1Les dispositions de la procédure devant l’autorité de protection de l’adulte sont applicables par analogie.
2L’autorité de protection de l’enfant peut, si elle l’estime utile, exhorter les parents de l’enfant à tenter une médiation.
3Lorsque l’autorité de protection de l’enfant institue une curatelle, elle doit mentionner dans le dispositif de la décision les tâches du curateur et éventuellement les limites apportées à l’exercice de l’autorité parentale.
1L’enfant est entendu personnellement, de manière appropriée, par l’autorité de protection de l’enfant ou le tiers qui en a été chargé, à moins que son âge ou d’autres justes motifs ne s’y opposent.
2Seuls les résultats de l’audition qui sont nécessaires à la décision sont consignés au procès-verbal. Les parents en sont informés.
3L’enfant capable de discernement peut attaquer le refus d’être entendu par voie de recours.
1L’autorité de protection de l’enfant ordonne, si nécessaire, la représentation de l’enfant et désigne un curateur expérimenté en matière d’assistance et dans le domaine juridique.
2Elle examine si elle doit instituer une curatelle, en particulier lorsque: 1. la procédure porte sur le placement de l’enfant; 2. les personnes concernées déposent des conclusions différentes relatives à l’attribution de l’autorité parentale ou à des questions importantes concernant les relations personnelles avec l’enfant.
3Le curateur peut faire des propositions et agir en justice.
1Lorsque l’enfant est placé dans une institution fermée ou dans un établissement psychiatrique, les dispositions de la protection de l’adulte sur le placement à des fins d’assistance sont applicables par analogie.
2Si l’enfant est capable de discernement, il peut lui-même en appeler au juge contre la décision de placement.
1Toute personne a le droit d’aviser l’autorité de protection de l’enfant que l’intégrité physique, psychique ou sexuelle d’un enfant semble menacée.

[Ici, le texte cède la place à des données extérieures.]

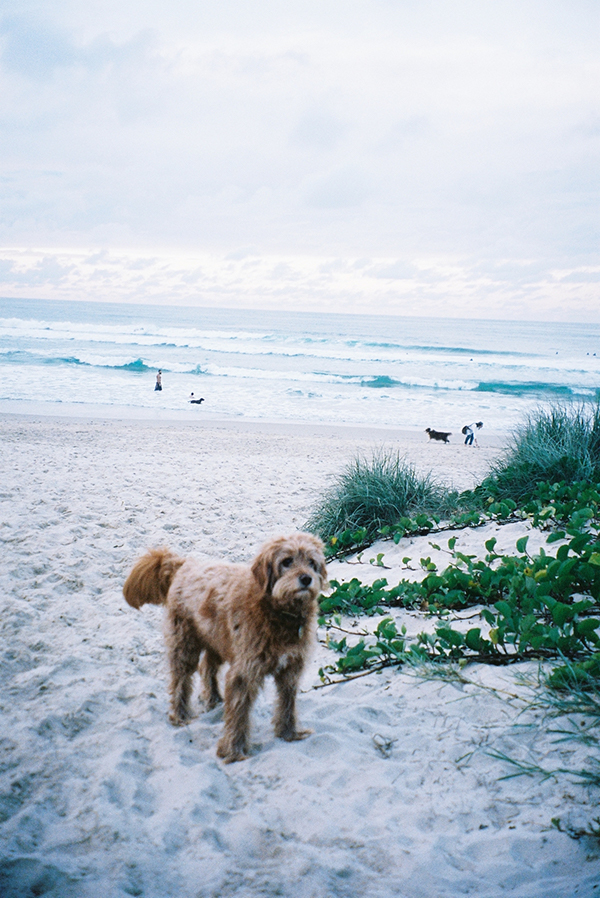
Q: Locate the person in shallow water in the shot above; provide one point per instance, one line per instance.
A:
(470, 433)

2Les personnes soumises au secret professionnel en vertu du code pénal RS 311.0 ont elles aussi le droit d’aviser l’autorité lorsque l’intérêt de l’enfant le justifie. Cette disposition ne s’applique pas aux auxiliaires soumis au secret professionnel en vertu du code pénal.
1Les personnes ci-après, dans la mesure où elles ne sont pas soumises au secret professionnel en vertu du code pénal RS 311.0 , sont tenues d’aviser l’autorité de protection de l’enfant lorsque des indices concrets existent que l’intégrité physique, psychique ou sexuelle de l’enfant est menacée et qu’elles ne peuvent pas remédier à la situation dans le cadre de leur activité: 1. les professionnels de la médecine, de la psychologie, des soins, de la prise en charge et du service social, les éducateurs, les enseignants, les intervenants du domaine de la religion et du domaine du sport, lorsqu’ils sont en contact régulier avec les enfants dans l’exercice de leur activité professionnelle; 2. les personnes ayant connaissance d’un tel cas dans l’exercice de leur fonction officielle.
2Toute personne qui transmet l’annonce à son supérieur hié rarchique est réputée satisfaire à l’obligation d’aviser l’autorité.
3Les cantons peuvent prévoir d’autres obligations d’aviser l’autorité.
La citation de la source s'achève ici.